Several prior studies have described the frequently seen COVID-19 imaging findings on CT chest. The most common imaging features include multifocal bilateral peripheral GGOs and subsegmental and subpleural patchy consolidations predominating in the lower lung lobes [2]. The image quality of low-dose CT studies can be considered comparable with that of higher dose CT for the detection of gross mediastinal and parenchymal lung changes [25, 26]. Of the five patients with acute findings on the low-dose CT chest, all demonstrated these classical features of COVID-19 pneumonia. Three patients showed rare findings associated with COVID-19. Pleural effusions, considered a rare feature of COVID-19, were seen in 33% of our patient cohort but are typically seen in only 1–3% of reported hospitalized COVID-19 cases [2, 12]. This may be explained by our unique patient population, all with a diagnosis of active malignancy at time of imaging. Of the two patients with pleural effusions, both had thoracic nodal or pulmonary metastases.
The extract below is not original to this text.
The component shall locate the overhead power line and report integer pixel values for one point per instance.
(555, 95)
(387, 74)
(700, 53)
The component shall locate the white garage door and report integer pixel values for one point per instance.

Pneumomediastinum (seen in one patient) has thus far only been described in case reports of patients with COVID-19 but may indicate a further potential clinical decline and is an important ancillary finding on companion chest CT of Q-only SPECT/CT [27, 28].

We note several limitations of our study. In the first instance, we are limited by our small sample size and the retrospective nature of our analysis. Secondly, selection bias may have impacted the decision to pursue Q-SPECT/CT as an imaging modality for certain patients with COVID-19 who experienced a clinical decline during hospitalization. Thirdly, our entire patient population was derived from a single cancer-specialist center and all had an active malignancy at time of imaging limiting generalizability to other hospital populations.

In conclusion, Q-SPECT/CT is a reasonable first choice imaging modality for diagnosing PE in COVID-19 patients with a medium to high probability of PE.